C'est ce qu'a fait Martin Pereira en 2000, alors qu'il était directeur de projet pour KSH Solutions. «Nous avons installé notre seul bureau à l'étranger à São Paulo, où travaillent aujourd'hui 60 employés. Le Brésil représente encore le tiers de notre chiffre d'affaires et nous permet de développer les marchés périphériques, comme l'Uruguay.»
Passer par les pays plus petits peut aussi être payant. «Ils sont souvent négligés, alors que leurs règles plus souples accélèrent le développement des affaires, souligne Guillaume Cariou.
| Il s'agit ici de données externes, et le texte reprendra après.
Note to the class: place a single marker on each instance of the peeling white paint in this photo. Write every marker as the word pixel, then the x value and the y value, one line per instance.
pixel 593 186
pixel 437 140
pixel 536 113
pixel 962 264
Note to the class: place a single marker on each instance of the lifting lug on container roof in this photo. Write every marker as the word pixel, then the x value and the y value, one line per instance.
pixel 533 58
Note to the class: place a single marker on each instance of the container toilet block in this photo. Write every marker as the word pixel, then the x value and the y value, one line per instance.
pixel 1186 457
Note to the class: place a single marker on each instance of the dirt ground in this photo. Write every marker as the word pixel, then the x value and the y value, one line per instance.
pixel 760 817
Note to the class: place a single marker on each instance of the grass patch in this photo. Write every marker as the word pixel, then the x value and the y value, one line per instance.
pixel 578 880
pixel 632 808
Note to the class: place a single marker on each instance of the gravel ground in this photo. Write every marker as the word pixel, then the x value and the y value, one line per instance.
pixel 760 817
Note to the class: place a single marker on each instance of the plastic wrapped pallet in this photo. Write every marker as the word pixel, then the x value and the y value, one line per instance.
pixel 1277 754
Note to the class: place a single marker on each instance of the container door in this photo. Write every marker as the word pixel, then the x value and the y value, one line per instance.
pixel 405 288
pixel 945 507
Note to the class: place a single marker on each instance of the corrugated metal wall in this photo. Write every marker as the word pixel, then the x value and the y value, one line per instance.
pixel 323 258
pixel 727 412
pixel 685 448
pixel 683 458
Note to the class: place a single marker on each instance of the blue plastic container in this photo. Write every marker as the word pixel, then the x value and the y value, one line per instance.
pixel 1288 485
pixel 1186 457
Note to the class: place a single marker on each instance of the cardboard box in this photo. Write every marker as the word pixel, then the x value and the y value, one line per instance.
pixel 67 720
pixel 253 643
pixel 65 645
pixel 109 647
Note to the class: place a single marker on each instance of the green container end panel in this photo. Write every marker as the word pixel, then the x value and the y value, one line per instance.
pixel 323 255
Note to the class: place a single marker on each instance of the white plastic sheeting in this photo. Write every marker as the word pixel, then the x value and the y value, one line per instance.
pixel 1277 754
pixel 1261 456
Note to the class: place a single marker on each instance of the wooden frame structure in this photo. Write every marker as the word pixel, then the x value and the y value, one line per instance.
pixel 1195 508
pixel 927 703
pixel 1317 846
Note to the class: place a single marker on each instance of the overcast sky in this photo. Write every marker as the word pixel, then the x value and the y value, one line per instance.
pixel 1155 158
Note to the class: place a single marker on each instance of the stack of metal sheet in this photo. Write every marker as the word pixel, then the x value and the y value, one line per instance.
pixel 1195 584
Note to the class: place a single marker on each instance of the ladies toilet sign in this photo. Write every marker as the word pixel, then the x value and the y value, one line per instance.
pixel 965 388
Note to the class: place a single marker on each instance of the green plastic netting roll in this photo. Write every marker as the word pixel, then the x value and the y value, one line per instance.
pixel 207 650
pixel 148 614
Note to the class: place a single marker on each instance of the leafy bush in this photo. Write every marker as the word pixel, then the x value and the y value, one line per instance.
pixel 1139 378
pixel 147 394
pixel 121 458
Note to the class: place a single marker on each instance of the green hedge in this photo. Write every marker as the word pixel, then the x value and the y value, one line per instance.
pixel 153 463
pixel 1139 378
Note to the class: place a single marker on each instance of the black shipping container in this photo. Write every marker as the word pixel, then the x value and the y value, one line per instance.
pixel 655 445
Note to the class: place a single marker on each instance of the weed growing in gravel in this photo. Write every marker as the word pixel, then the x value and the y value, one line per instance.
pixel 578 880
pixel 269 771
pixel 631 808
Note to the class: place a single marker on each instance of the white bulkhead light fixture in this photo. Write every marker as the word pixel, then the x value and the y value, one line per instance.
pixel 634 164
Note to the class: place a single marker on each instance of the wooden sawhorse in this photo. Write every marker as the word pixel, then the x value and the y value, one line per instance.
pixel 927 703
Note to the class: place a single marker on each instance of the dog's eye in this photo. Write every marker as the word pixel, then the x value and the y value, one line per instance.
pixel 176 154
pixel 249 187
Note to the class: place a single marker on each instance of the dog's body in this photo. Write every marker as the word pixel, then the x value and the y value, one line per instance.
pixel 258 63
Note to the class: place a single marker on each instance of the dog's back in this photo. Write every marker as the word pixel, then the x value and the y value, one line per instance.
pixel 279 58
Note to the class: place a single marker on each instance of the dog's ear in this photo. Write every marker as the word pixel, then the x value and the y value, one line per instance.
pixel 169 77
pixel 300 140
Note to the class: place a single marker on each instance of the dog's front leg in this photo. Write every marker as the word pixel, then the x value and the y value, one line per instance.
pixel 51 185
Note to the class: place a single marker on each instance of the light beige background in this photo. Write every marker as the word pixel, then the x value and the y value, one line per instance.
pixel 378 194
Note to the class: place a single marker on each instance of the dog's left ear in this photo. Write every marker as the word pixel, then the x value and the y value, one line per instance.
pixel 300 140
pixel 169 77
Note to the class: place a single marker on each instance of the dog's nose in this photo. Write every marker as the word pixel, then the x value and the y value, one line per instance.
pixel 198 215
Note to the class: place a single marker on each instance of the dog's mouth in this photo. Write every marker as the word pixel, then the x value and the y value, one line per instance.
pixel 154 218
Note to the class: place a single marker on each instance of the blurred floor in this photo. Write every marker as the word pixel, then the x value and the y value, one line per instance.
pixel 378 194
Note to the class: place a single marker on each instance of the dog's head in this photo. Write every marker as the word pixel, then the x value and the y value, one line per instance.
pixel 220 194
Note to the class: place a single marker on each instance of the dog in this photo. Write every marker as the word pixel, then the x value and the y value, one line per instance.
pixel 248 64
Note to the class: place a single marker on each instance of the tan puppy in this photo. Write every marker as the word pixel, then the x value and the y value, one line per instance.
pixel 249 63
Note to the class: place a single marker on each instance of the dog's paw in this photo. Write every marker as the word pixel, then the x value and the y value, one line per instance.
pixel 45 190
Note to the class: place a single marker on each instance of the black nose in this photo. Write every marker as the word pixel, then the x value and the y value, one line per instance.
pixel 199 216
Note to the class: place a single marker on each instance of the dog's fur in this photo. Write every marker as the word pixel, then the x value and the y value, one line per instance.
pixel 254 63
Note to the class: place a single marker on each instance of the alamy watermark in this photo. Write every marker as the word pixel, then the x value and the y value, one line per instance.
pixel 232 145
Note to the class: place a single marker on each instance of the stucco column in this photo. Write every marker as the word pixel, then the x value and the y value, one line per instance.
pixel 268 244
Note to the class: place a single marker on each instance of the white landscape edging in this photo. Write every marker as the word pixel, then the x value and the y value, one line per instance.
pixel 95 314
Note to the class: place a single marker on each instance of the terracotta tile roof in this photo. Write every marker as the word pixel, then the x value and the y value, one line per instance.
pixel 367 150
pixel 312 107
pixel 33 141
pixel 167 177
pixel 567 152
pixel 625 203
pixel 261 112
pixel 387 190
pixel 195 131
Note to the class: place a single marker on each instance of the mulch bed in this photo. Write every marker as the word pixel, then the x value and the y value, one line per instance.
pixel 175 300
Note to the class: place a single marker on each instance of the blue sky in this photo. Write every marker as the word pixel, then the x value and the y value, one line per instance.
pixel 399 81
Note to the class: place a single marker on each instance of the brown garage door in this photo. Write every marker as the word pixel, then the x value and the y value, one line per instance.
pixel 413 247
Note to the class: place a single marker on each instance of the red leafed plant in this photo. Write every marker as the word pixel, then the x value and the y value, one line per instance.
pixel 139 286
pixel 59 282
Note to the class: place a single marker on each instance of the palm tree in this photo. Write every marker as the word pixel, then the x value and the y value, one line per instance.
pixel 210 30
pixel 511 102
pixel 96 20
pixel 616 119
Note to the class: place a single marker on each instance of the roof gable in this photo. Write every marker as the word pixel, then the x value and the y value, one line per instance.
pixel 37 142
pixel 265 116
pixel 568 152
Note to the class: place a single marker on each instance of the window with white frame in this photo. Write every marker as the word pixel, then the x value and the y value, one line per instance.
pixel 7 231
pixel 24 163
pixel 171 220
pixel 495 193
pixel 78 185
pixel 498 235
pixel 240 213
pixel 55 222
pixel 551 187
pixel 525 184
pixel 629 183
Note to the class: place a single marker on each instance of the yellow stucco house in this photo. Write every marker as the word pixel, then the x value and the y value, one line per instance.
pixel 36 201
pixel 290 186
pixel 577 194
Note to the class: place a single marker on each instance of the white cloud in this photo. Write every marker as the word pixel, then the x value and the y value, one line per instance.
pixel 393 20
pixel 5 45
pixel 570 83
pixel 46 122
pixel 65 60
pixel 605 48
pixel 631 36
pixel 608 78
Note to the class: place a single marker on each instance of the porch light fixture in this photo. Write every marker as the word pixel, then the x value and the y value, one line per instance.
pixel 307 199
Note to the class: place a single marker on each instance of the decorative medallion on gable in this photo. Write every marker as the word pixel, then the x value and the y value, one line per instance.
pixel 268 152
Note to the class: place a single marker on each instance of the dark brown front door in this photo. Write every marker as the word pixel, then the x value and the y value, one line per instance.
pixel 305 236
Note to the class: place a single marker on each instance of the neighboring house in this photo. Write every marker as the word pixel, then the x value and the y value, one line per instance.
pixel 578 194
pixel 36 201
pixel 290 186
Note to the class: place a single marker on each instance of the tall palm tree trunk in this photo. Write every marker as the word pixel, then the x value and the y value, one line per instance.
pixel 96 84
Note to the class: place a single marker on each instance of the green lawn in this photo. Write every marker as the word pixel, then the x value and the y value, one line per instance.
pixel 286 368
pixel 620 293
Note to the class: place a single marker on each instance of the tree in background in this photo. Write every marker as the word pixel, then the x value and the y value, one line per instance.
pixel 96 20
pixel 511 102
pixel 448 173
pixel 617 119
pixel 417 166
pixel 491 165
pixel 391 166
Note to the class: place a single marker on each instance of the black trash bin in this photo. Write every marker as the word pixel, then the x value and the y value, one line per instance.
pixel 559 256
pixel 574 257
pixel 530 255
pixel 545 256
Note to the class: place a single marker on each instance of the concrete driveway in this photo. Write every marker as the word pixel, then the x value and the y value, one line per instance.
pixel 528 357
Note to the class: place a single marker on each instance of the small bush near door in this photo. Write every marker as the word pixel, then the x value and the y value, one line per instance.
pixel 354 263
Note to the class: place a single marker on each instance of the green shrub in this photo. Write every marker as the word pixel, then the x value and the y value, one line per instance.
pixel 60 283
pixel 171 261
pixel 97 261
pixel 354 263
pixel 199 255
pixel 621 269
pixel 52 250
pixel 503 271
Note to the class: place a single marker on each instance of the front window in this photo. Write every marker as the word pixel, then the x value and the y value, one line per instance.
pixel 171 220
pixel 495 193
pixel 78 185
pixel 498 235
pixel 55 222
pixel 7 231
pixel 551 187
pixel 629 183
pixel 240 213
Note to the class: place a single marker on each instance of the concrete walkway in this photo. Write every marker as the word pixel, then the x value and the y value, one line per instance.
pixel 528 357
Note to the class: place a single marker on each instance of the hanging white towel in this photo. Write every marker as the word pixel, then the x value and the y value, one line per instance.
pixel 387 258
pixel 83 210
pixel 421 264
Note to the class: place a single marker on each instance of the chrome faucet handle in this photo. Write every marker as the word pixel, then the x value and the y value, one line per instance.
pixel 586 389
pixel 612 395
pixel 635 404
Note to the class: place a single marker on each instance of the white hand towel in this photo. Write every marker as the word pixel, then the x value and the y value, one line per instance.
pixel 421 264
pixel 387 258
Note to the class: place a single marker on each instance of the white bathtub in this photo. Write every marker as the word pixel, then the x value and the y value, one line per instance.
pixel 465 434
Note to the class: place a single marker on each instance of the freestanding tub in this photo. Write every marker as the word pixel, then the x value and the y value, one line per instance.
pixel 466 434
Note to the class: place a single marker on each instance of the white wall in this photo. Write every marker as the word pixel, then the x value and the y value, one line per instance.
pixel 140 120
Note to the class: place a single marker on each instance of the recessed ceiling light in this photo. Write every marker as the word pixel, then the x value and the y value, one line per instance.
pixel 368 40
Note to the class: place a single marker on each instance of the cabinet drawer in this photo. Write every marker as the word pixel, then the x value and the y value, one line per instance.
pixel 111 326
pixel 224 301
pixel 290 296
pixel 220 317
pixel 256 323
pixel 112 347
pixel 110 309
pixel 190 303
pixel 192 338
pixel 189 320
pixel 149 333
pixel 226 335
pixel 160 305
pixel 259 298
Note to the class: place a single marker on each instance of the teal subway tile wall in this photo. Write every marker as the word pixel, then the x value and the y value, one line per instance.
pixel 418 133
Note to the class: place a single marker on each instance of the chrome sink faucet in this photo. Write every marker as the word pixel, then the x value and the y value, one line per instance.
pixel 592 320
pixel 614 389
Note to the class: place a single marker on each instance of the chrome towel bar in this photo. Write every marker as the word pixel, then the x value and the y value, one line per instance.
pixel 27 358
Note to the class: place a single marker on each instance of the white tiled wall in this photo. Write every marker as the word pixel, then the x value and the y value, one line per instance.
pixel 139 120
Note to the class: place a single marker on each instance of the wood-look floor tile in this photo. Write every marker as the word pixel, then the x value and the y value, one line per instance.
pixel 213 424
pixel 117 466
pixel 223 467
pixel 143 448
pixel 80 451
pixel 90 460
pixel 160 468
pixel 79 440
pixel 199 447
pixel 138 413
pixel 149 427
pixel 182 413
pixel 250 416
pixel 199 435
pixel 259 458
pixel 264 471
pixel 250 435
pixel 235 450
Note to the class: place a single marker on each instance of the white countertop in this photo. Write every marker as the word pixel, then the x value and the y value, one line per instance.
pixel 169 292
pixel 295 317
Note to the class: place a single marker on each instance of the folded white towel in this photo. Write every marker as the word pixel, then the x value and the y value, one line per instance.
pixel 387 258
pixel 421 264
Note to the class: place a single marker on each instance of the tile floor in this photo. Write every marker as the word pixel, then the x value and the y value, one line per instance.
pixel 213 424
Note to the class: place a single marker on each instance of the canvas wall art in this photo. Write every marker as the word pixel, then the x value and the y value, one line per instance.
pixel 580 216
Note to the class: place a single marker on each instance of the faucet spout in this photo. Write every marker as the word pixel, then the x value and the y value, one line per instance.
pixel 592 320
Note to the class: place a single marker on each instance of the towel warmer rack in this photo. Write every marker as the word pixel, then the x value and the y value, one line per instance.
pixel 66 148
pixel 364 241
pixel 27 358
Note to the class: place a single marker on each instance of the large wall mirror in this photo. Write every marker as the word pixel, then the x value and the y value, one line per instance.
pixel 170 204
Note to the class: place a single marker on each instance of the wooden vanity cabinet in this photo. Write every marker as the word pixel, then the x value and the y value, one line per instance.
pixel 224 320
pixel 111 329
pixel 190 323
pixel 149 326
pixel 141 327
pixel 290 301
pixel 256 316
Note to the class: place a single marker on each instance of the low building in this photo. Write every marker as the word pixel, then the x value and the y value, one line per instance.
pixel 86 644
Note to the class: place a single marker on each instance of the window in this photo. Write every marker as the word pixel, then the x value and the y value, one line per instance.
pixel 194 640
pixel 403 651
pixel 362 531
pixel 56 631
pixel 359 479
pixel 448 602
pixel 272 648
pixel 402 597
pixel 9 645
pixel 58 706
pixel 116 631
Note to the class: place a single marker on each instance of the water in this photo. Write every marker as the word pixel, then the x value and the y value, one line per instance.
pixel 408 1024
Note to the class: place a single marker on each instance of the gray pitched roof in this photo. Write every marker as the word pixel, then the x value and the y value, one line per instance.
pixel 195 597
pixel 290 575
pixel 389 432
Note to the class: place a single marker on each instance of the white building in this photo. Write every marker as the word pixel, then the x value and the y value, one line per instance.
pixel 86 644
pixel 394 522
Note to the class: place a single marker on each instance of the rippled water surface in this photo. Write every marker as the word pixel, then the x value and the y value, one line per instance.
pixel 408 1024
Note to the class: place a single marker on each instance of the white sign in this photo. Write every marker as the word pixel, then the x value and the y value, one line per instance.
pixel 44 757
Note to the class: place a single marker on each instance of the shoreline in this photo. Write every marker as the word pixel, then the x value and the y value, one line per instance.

Une présence dans les marchés moins imposants, tels que le Chili, peut même devenir une porte d'entrée stratégique chez leurs grands voisins, comme l'Argentine ou le Brésil.»
La conquête de contrées lointaines ne correspond pas aux ambitions de tous. Outre l'exportation de blocs de pierre bruts vers la Chine, A. Lacroix Granit concentre la totalité de ses projets internationaux dans le nord-est des États-Unis. «Nous avons la chance d'être tout près du plus gros marché mondial pour l'architecture de pierre naturelle et d'y avoir tissé de solides relations d'affaires», explique Simon Lacroix. Ce minuscule marché géographique représente 75 % des revenus de la PME, et malgré les crises, elle a toujours réussi à tirer son épingle du jeu en suivant les tendances : quand ce n'est pas une tour de 30 étages, c'est la fontaine du mémorial du 11-septembre ou le pavement d'une place publique.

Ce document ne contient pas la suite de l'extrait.